Non-Cell Autonomous Roles for CASK in Optic Nerve Hypoplasia

Alicia Kerr, Paras A Patel, Leslie E W LaConte, Chen Liang, Ching-Kang Chen, Veeral Shah, Michael A Fox, Konark Mukherjee


Purpose: Heterozygous mutations in the essential X-linked gene CASK associate with optic nerve hypoplasia (ONH) and other retinal disorders in girls. CASK+/- heterozygous knockout mice with mosaic CASK expression exhibit ONH with a loss of retinal ganglion cells (RGCs) but no changes in retinal morphology. It remains unclear if CASK deficiency selectively affects RGCs or also affects other retinal cells. Furthermore, it is not known if CASK expression in RGCs is critical for optic nerve (ON) development and maintenance.

Methods: The visual behavior of CASK+/- mice was assessed and electroretinography (ERG) was performed.
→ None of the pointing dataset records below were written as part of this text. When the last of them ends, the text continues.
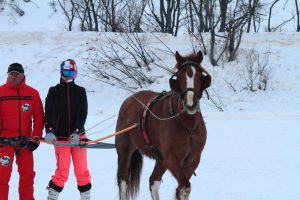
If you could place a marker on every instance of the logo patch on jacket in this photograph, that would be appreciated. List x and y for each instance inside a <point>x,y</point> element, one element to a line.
<point>26,107</point>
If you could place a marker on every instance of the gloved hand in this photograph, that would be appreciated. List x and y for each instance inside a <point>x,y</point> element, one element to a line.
<point>74,138</point>
<point>34,143</point>
<point>50,137</point>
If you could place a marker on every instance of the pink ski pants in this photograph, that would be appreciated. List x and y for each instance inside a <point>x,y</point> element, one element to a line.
<point>63,160</point>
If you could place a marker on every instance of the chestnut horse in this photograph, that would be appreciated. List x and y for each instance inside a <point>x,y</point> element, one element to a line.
<point>174,126</point>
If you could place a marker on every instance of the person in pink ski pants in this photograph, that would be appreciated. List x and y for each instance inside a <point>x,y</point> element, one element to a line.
<point>65,115</point>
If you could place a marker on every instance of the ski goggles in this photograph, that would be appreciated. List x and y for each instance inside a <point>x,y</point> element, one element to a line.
<point>69,73</point>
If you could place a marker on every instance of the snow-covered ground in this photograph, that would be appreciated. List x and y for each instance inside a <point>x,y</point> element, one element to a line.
<point>252,150</point>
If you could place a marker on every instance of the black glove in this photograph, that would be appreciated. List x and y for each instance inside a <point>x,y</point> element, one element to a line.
<point>33,144</point>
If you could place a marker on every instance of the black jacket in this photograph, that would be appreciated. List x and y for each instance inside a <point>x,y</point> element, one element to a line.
<point>65,109</point>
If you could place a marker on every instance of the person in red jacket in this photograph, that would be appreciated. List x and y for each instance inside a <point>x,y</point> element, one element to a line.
<point>21,126</point>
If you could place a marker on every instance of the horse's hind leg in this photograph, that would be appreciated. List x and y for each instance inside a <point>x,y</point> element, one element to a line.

Using a mouse line with a floxed CASK gene that expresses approximately 40% CASK globally in all cells (hypomorph) under hemizygous and homozygous conditions, we investigated effects of CASK reduction on the retina and ON. CASK then was completely deleted from RGCs to examine its cell-autonomous role. Finally, for the first time to our knowledge, we describe a hemizygous CASK missense mutation in a boy with ONH.
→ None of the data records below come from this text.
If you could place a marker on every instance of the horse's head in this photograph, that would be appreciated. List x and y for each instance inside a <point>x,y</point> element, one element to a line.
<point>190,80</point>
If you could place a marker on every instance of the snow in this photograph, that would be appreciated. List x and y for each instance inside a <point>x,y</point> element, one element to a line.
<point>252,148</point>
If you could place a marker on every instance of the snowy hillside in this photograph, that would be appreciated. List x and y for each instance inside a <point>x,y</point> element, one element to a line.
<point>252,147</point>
Results: CASK+/- heterozygous mutant mice display reduced visual contrast sensitivity, but ERG is indistinguishable from wildtype. CASK hypomorph mice exhibit ONH, but deletion of CASK from RGCs in this background does not exacerbate the condition. The boy with ONH harbors a missense mutation (p.Pro673Leu) that destabilizes CASK and weakens the crucial CASK-neurexin interaction.

Conclusions: Our results demonstrate that mosaic or global reduction in CASK expression and/or function disproportionately affects RGCs. CASK expression in RGCs does not appear critical for cell survival, indicating a noncell autonomous role for CASK in the development of ON.